Those cold eyes stare without expression now that those words have escaped into the air those same cold eyes show they truly don't care Who I slept with, what I did a shrug, a lip twist cannot stem the building homocidal rage that only seems to show in the tension of the wrist "Sorry, I don't believe in fidelity" an excuse, a bunch of hooey at best "I didn't date you cause you were special just because you weren't like all the rest" Why, it's asked, was it my friend?
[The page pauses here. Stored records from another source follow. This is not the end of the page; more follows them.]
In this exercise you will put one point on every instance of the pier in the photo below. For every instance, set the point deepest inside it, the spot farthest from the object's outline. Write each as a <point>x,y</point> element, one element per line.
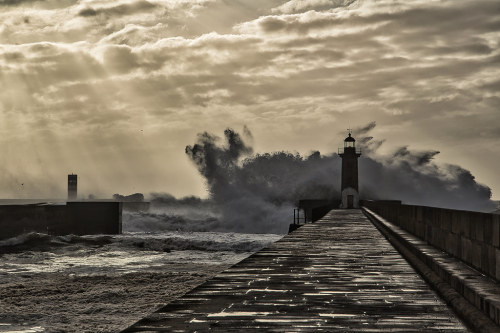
<point>339,274</point>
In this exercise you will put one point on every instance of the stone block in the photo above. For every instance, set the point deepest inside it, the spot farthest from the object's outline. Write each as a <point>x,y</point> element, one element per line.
<point>466,254</point>
<point>446,221</point>
<point>479,225</point>
<point>488,230</point>
<point>497,256</point>
<point>491,261</point>
<point>455,223</point>
<point>485,263</point>
<point>495,231</point>
<point>476,255</point>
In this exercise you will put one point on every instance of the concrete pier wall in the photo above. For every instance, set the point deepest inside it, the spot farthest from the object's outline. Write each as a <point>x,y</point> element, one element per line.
<point>472,237</point>
<point>79,218</point>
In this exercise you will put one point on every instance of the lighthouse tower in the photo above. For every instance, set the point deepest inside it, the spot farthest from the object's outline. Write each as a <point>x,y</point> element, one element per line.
<point>349,186</point>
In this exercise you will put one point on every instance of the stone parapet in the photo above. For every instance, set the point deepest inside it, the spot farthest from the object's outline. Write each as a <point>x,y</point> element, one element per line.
<point>472,237</point>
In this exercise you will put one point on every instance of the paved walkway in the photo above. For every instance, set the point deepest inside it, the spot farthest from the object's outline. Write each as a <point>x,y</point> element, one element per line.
<point>336,275</point>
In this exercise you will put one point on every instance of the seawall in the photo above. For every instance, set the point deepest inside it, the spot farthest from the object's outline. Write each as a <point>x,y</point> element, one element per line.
<point>456,251</point>
<point>79,218</point>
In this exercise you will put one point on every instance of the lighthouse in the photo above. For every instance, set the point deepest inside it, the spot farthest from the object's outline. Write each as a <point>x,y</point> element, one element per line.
<point>349,186</point>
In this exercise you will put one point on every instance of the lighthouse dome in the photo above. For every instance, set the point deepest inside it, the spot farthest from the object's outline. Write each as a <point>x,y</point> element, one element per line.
<point>349,138</point>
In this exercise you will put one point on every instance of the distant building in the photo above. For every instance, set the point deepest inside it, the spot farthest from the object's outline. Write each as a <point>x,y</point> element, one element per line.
<point>349,186</point>
<point>72,187</point>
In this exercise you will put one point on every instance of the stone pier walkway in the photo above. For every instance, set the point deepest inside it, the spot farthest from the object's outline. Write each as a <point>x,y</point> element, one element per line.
<point>336,275</point>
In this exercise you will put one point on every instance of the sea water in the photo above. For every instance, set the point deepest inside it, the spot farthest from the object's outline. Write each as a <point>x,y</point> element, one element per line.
<point>160,247</point>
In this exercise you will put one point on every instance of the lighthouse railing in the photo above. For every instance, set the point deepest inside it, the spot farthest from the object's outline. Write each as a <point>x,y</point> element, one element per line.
<point>341,150</point>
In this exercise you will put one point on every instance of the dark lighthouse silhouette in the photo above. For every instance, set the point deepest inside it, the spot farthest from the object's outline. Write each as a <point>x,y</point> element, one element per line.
<point>349,186</point>
<point>72,187</point>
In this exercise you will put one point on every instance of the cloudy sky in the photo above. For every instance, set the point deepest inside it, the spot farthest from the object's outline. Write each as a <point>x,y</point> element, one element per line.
<point>114,90</point>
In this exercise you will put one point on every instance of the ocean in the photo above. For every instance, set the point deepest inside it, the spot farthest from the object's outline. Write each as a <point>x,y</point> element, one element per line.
<point>105,283</point>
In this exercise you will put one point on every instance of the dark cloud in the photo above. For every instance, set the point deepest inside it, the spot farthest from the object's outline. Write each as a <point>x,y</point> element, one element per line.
<point>249,187</point>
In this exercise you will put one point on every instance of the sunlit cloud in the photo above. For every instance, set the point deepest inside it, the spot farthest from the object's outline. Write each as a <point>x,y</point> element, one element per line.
<point>130,71</point>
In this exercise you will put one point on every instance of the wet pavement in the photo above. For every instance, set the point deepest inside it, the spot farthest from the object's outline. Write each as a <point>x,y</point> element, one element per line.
<point>336,275</point>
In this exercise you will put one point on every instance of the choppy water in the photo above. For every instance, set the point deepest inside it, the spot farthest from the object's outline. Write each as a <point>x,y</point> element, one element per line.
<point>152,243</point>
<point>126,253</point>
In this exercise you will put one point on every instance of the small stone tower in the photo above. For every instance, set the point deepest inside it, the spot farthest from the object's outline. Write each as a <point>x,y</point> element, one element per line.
<point>72,187</point>
<point>349,186</point>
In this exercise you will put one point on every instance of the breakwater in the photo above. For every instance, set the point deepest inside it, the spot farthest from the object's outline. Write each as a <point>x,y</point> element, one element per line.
<point>78,218</point>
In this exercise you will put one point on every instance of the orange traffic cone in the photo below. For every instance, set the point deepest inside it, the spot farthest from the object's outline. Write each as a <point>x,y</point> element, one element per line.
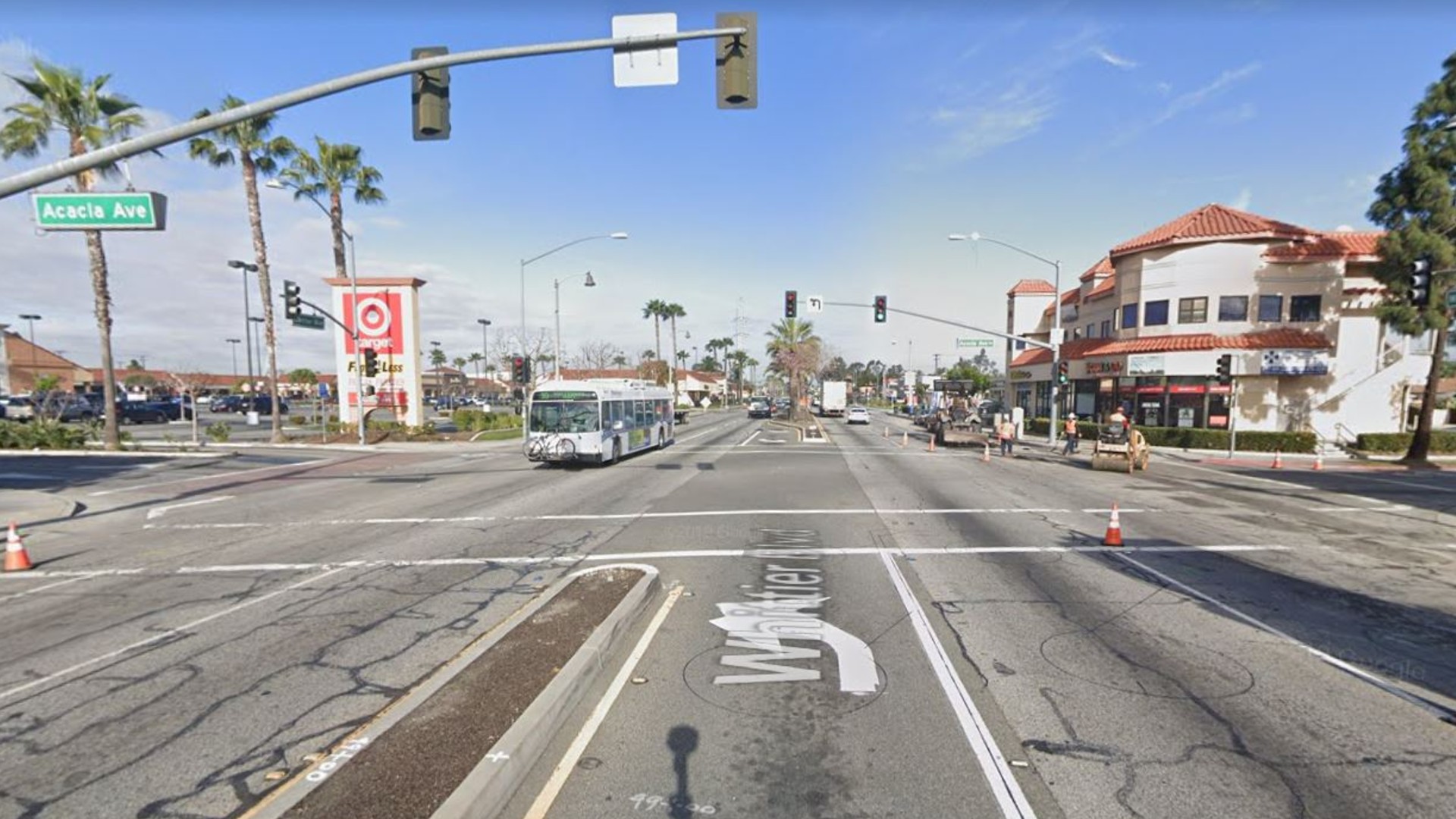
<point>15,557</point>
<point>1114,531</point>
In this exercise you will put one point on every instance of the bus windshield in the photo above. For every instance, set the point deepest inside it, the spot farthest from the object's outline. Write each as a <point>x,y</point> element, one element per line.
<point>565,417</point>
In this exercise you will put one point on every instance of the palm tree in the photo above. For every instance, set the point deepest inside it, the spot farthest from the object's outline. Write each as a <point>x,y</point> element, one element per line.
<point>249,145</point>
<point>61,99</point>
<point>335,168</point>
<point>672,314</point>
<point>795,352</point>
<point>655,311</point>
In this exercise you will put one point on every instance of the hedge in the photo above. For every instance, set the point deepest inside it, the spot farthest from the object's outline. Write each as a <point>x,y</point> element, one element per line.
<point>1442,442</point>
<point>1191,438</point>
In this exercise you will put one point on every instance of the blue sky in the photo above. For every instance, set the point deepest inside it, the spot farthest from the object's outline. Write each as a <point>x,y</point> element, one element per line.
<point>1062,127</point>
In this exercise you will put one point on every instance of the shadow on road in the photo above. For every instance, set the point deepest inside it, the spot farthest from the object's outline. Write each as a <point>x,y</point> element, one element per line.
<point>682,741</point>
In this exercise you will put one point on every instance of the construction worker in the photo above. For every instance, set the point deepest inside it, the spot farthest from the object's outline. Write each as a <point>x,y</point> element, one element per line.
<point>1008,436</point>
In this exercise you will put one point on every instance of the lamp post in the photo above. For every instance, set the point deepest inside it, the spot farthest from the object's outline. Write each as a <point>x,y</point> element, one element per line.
<point>618,235</point>
<point>354,295</point>
<point>1056,319</point>
<point>588,283</point>
<point>234,343</point>
<point>485,341</point>
<point>248,328</point>
<point>31,319</point>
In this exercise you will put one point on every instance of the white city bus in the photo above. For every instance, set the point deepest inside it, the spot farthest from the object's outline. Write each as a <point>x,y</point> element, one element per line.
<point>599,420</point>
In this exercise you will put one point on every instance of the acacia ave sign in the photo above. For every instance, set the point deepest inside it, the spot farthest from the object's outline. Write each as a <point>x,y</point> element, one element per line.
<point>133,210</point>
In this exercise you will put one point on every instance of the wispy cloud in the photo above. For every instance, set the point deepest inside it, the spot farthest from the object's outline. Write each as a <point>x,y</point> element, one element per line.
<point>1112,58</point>
<point>1190,101</point>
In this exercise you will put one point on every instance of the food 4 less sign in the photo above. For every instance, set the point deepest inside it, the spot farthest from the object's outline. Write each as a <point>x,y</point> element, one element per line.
<point>101,212</point>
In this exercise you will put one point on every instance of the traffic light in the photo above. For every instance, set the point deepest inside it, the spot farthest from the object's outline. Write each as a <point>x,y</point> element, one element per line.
<point>290,300</point>
<point>1421,283</point>
<point>739,61</point>
<point>430,96</point>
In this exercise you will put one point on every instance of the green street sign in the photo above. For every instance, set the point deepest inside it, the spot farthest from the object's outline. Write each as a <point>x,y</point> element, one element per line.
<point>101,212</point>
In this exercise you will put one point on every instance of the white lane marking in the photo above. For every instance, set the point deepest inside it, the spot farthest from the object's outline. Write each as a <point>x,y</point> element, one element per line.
<point>1394,689</point>
<point>47,586</point>
<point>993,764</point>
<point>213,477</point>
<point>568,763</point>
<point>162,635</point>
<point>161,510</point>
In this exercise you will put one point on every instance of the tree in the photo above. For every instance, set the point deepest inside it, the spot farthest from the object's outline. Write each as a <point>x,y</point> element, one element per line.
<point>655,311</point>
<point>251,146</point>
<point>337,168</point>
<point>674,312</point>
<point>61,99</point>
<point>794,350</point>
<point>1414,205</point>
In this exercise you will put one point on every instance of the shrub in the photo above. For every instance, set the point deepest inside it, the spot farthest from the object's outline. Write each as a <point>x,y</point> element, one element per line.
<point>1397,444</point>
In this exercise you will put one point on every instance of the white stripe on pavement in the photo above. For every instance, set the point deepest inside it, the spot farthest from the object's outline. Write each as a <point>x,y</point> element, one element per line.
<point>161,510</point>
<point>993,763</point>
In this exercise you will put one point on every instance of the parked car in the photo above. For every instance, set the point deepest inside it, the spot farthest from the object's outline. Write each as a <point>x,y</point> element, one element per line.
<point>140,413</point>
<point>18,409</point>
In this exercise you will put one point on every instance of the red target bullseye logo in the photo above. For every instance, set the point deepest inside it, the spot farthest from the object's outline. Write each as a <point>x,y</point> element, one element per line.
<point>378,321</point>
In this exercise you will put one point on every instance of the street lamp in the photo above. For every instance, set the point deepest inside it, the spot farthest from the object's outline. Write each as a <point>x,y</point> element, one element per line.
<point>235,343</point>
<point>1056,319</point>
<point>618,235</point>
<point>31,319</point>
<point>354,295</point>
<point>248,328</point>
<point>485,343</point>
<point>588,283</point>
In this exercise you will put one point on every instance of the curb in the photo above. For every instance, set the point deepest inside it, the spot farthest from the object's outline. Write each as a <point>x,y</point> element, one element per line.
<point>490,786</point>
<point>529,733</point>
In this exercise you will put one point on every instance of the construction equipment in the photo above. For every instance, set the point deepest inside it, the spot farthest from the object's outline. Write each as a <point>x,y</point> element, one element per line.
<point>1120,449</point>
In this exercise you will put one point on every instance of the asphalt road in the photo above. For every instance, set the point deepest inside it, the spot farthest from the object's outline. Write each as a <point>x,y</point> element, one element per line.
<point>862,630</point>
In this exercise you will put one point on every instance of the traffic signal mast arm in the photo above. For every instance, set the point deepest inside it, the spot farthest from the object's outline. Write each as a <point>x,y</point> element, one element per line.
<point>1006,335</point>
<point>155,140</point>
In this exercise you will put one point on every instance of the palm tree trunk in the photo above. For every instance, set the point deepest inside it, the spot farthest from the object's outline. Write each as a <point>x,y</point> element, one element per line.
<point>255,221</point>
<point>337,223</point>
<point>101,290</point>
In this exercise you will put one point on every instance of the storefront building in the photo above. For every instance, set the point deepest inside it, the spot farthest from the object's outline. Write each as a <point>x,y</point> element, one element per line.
<point>1292,306</point>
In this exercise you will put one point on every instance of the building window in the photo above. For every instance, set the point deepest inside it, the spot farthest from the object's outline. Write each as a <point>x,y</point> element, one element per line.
<point>1193,311</point>
<point>1304,308</point>
<point>1272,308</point>
<point>1234,308</point>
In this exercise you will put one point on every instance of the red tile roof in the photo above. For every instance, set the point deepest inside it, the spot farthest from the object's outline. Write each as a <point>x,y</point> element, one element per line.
<point>1031,287</point>
<point>1098,270</point>
<point>1210,223</point>
<point>1258,340</point>
<point>1338,245</point>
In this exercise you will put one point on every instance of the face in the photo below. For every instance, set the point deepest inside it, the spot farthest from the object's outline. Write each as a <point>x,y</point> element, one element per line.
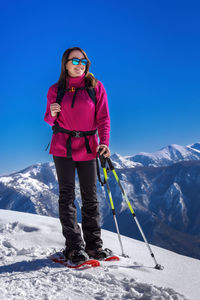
<point>75,70</point>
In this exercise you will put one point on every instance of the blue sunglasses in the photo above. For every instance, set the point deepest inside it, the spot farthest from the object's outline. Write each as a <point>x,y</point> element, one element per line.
<point>76,61</point>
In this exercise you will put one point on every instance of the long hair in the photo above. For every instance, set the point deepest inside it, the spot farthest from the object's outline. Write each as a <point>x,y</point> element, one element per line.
<point>90,80</point>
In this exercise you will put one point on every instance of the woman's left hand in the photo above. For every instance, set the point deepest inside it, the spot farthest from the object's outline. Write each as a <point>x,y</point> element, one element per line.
<point>104,150</point>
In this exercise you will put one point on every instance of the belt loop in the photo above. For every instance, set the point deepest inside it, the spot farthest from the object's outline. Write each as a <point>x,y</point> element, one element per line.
<point>69,147</point>
<point>87,145</point>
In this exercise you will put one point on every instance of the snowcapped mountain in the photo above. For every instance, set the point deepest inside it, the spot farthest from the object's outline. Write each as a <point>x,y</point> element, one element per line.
<point>26,272</point>
<point>166,199</point>
<point>164,157</point>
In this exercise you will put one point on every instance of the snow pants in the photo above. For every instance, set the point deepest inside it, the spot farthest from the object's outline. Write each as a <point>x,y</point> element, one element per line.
<point>65,169</point>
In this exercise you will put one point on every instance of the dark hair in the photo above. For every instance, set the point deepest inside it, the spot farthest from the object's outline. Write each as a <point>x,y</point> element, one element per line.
<point>90,80</point>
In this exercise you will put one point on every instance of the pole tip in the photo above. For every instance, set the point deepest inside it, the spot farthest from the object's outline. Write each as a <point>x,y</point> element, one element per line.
<point>159,267</point>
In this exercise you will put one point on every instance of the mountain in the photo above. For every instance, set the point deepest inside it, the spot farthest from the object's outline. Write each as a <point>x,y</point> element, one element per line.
<point>164,157</point>
<point>26,272</point>
<point>166,198</point>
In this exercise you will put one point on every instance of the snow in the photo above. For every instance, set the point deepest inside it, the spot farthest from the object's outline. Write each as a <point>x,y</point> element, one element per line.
<point>26,273</point>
Why, it's asked, was it so quick? and turning away into the bushes "I think I'll be sick" I don't think you should take it so hard I don't think you should be enraged take it like an adult and turn the goddamn page But sadly it would seem to be that this statement isn't the way to go the power of the fury begins to flow and flow. Unflappably they come out there "Sorry, we're not committed" and it would seem this statement has only increased the oaths emitted. I don't think you'd fallen that quickly I didn't fall at all I kept telling myself that As I sat waiting for your call Then out came the heavy artillery I'll point out your worst flaws Stop that Nothing's worse than a child who bawls. It would seem that I've led you on made you long for what you've always wished but let me disabuse you It did not exist. It's all fun and games at first and I didn't mean to treat you rough but there's no future for us I just don't love you enough. Then a stinging slap rings through the night It seems I've crossed the line For I figured out, just like you those cold eyes are mine.
Reason for writing:
I would like to say that while I did not do this, or talk like this, I have been on both ends, and I figured out there was no point to dating casually if the other person wanted so much more, and vice versa.